Ainsi selon l'EIU, les scores de près des trois quarts des pays ont soit progressé, soit stagné au cours de l’année écoulée, et l’indice mondial a augmenté de 0,02 point, l’une des plus fortes progressions observées depuis 2012. Ce léger rebond, bien qu’à relativiser, vient briser une longue série de déclins.
La région d’Amérique latine et des Caraïbes se distingue dans le classement, avec une majorité de pays ayant vu leurs scores progresser, souvent sous l’effet d’une plus grande participation politique. The Economist souligne, de fait, que cela marque une rupture avec neuf années consécutives de tendance baissière dans cette zone.
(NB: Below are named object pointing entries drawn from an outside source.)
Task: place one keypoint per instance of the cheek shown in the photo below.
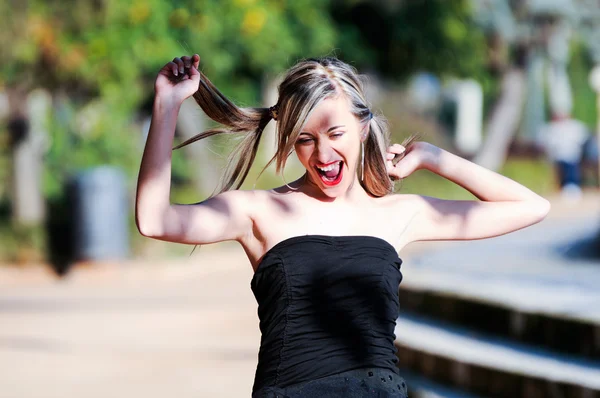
(303, 152)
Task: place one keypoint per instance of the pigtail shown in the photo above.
(249, 121)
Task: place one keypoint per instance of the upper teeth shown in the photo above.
(327, 168)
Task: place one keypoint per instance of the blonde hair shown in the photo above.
(305, 85)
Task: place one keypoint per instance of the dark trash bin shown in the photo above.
(99, 215)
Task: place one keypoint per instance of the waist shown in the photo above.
(363, 382)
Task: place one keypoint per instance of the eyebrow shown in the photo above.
(328, 130)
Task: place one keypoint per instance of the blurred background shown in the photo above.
(89, 307)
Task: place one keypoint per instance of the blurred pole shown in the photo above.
(534, 113)
(27, 128)
(469, 98)
(504, 120)
(595, 83)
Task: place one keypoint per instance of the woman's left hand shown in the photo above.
(417, 156)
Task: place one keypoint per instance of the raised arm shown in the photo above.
(223, 217)
(504, 206)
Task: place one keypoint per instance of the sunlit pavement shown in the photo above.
(184, 327)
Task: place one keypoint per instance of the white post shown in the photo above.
(28, 201)
(469, 98)
(595, 83)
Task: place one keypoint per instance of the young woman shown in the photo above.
(324, 248)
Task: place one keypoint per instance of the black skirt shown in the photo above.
(359, 383)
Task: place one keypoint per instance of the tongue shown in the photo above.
(332, 174)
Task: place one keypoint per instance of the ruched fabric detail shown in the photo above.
(326, 305)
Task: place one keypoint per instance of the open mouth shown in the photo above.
(331, 174)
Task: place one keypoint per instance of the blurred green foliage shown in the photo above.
(98, 59)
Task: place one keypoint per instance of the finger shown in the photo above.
(397, 158)
(172, 66)
(179, 63)
(396, 149)
(187, 61)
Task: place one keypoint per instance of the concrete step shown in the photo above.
(490, 366)
(555, 331)
(532, 286)
(421, 387)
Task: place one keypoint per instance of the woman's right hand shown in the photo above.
(179, 79)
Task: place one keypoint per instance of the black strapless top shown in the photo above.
(326, 304)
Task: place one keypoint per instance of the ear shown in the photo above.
(364, 133)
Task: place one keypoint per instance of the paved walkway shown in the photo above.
(183, 327)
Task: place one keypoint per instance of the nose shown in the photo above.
(324, 151)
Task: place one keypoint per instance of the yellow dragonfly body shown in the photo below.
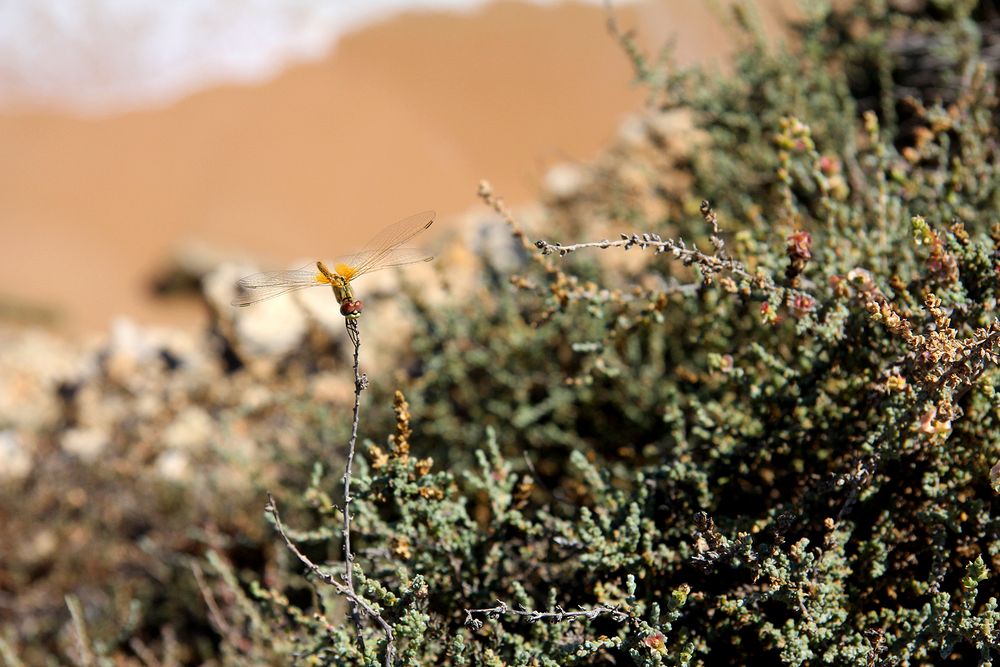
(386, 249)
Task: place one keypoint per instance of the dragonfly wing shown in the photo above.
(374, 261)
(380, 251)
(262, 286)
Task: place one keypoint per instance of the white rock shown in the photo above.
(87, 444)
(174, 466)
(192, 429)
(15, 456)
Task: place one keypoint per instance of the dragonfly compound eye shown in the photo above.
(349, 307)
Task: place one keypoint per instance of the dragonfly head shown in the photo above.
(351, 308)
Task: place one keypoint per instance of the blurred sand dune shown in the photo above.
(402, 116)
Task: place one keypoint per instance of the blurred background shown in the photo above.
(138, 135)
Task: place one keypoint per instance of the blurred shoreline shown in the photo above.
(403, 115)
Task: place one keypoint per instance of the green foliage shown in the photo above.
(778, 449)
(771, 440)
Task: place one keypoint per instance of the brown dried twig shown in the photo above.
(534, 616)
(357, 601)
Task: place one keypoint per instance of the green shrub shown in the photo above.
(769, 441)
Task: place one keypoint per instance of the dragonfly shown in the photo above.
(385, 250)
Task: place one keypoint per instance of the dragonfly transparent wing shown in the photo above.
(385, 260)
(261, 286)
(384, 249)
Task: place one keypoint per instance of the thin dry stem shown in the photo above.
(359, 386)
(534, 616)
(357, 601)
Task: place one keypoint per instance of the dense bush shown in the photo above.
(769, 439)
(763, 435)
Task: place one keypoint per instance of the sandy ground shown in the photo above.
(402, 116)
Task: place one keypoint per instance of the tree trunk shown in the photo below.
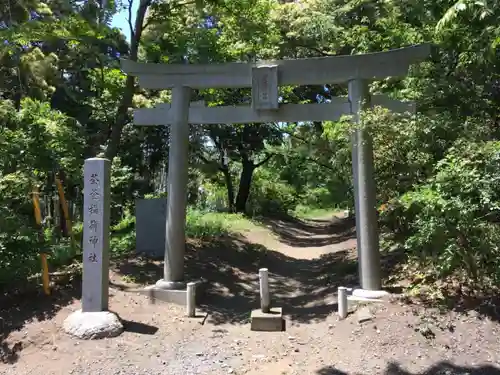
(230, 189)
(129, 89)
(245, 183)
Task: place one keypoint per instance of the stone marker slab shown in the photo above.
(93, 325)
(96, 222)
(150, 226)
(268, 322)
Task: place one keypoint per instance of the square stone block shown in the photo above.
(269, 322)
(179, 297)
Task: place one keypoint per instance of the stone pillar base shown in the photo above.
(93, 325)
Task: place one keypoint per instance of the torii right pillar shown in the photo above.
(364, 195)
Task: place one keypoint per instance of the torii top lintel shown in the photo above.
(311, 71)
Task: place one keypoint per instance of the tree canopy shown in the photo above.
(63, 98)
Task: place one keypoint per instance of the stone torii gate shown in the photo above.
(264, 78)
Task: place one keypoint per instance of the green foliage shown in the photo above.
(451, 221)
(63, 96)
(270, 195)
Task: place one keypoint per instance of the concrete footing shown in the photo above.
(269, 322)
(93, 325)
(174, 295)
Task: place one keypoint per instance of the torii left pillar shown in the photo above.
(175, 241)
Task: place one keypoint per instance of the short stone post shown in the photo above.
(266, 318)
(342, 302)
(265, 301)
(191, 300)
(94, 320)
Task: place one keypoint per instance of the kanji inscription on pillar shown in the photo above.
(96, 218)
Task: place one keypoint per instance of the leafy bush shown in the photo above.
(451, 222)
(269, 195)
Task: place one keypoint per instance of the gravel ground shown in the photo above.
(385, 338)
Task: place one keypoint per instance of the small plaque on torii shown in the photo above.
(265, 87)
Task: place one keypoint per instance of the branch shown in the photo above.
(207, 161)
(266, 159)
(129, 19)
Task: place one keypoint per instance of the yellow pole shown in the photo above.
(43, 256)
(64, 205)
(45, 274)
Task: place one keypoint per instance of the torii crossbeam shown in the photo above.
(264, 78)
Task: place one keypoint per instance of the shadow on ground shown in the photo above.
(306, 289)
(438, 369)
(311, 233)
(18, 307)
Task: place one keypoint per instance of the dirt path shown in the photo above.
(307, 261)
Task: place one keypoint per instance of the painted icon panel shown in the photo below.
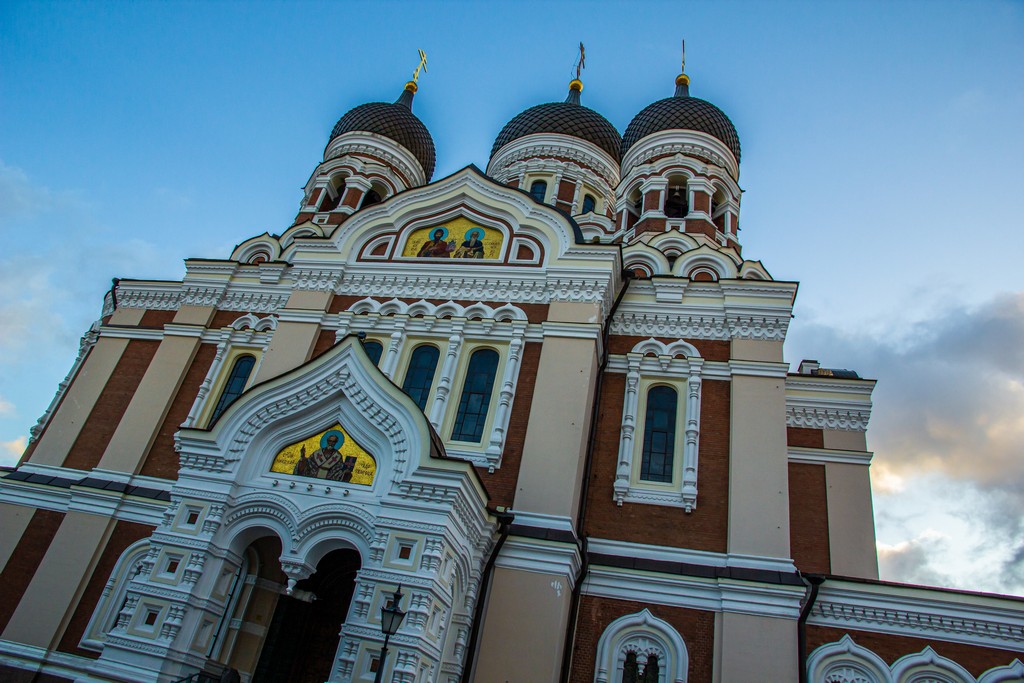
(330, 455)
(459, 238)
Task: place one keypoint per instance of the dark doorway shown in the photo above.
(303, 636)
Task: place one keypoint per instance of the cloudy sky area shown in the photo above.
(882, 169)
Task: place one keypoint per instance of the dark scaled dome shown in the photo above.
(682, 112)
(568, 118)
(394, 121)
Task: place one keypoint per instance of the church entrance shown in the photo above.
(302, 638)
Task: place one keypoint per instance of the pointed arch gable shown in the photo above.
(646, 635)
(467, 193)
(342, 385)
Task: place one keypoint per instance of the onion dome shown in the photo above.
(394, 121)
(682, 112)
(568, 118)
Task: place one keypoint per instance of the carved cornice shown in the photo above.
(819, 417)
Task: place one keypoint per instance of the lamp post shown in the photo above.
(391, 615)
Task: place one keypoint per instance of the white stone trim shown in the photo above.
(949, 615)
(645, 635)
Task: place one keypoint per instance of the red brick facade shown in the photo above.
(707, 526)
(111, 407)
(809, 518)
(25, 560)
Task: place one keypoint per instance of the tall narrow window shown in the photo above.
(235, 386)
(374, 350)
(421, 374)
(589, 203)
(475, 396)
(539, 189)
(658, 434)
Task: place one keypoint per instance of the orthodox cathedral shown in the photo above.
(521, 424)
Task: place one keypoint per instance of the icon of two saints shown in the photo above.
(327, 462)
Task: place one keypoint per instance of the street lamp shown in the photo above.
(391, 615)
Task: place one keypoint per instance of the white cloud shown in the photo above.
(947, 431)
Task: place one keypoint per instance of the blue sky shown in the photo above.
(882, 169)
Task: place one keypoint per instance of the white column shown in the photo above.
(692, 430)
(448, 375)
(503, 410)
(629, 427)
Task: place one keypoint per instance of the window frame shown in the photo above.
(649, 365)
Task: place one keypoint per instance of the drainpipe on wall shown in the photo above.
(628, 276)
(812, 582)
(505, 519)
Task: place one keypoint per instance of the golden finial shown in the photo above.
(412, 85)
(683, 81)
(576, 85)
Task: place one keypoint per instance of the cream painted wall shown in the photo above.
(759, 485)
(79, 401)
(851, 521)
(57, 585)
(752, 349)
(758, 648)
(555, 447)
(292, 342)
(523, 628)
(13, 520)
(148, 406)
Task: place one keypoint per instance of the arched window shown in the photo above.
(640, 648)
(539, 189)
(372, 198)
(236, 384)
(475, 396)
(658, 434)
(420, 375)
(589, 203)
(677, 204)
(374, 349)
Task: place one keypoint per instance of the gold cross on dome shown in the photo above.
(422, 65)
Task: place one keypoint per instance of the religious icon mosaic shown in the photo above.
(459, 238)
(330, 455)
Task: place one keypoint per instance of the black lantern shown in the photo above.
(391, 615)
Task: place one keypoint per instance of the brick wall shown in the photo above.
(124, 535)
(707, 526)
(111, 407)
(25, 560)
(696, 628)
(804, 437)
(162, 461)
(809, 518)
(891, 647)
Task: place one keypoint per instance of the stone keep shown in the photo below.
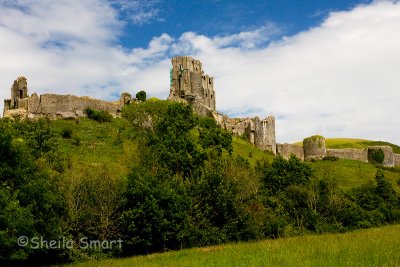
(189, 83)
(19, 92)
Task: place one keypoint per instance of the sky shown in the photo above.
(330, 68)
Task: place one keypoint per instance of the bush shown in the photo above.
(330, 158)
(141, 96)
(76, 141)
(98, 115)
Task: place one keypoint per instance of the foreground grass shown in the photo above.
(372, 247)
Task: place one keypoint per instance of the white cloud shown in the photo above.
(340, 79)
(138, 11)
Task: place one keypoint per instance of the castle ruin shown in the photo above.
(54, 106)
(189, 84)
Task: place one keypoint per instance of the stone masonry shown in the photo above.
(191, 85)
(55, 106)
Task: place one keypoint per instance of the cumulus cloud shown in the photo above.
(340, 79)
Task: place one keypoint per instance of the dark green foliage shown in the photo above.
(182, 188)
(141, 95)
(30, 204)
(282, 173)
(98, 115)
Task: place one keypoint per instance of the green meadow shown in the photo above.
(371, 247)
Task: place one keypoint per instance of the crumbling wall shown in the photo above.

L’analyse géopolitique de l’EIU met aussi en lumière la jeunesse des populations en Asie et en Afrique subsaharienne, où de récentes mobilisations de masse, notamment au Népal, au Kenya et à Madagascar, qui ont attiré de larges segments de la population dans le débat public.
Dans plusieurs démocraties avancées, une participation électorale plus forte — attribuée par The Economist à une réaction à la politique extérieure de Donald Trump — a également contribué à améliorer les notes. Ainsi, le Canada a gagné cinq places pour atteindre la neuvième position après son taux de participation le plus élevé depuis plus de trente ans.
La Norvège demeure première du classement, mais d’autres pays nordiques, reconnus pour leurs systèmes politiques robustes, ont aussi amélioré leur position, avec par exemple le Danemark qui a progressé de quatre places, en partie grâce à une meilleure gestion des relations avec le Groenland, ce qui a été bien noté dans l’évaluation du fonctionnement gouvernemental. La France, qui a vu en 2024 son score baisser de démocraties pleine à démocratie imparfaite, se classe 26ème.
Pressions et reculs, notamment aux États-Unis
Mais l’EIU signale aussi des tensions fortes dans certaines démocraties établies. Aux États‑Unis, l’impact de tentatives de redécoupage électoral jugées controversées, l’usage de forces armées pour réprimer des protestations et une polarisation politique persistante ont pesé sur l’indice. Le rapport mentionne aussi des perturbations internes dans le fonctionnement du gouvernement et des efforts pour restreindre la liberté des médias, entraînant une baisse de 0,2 point du score américain par rapport à l’année précédente.
D'ailleurs dans la classification globale, les États‑Unis demeurent une démocratie imparfaite, malgré leur histoire institutionnelle ancienne. L'alarme est sonnée.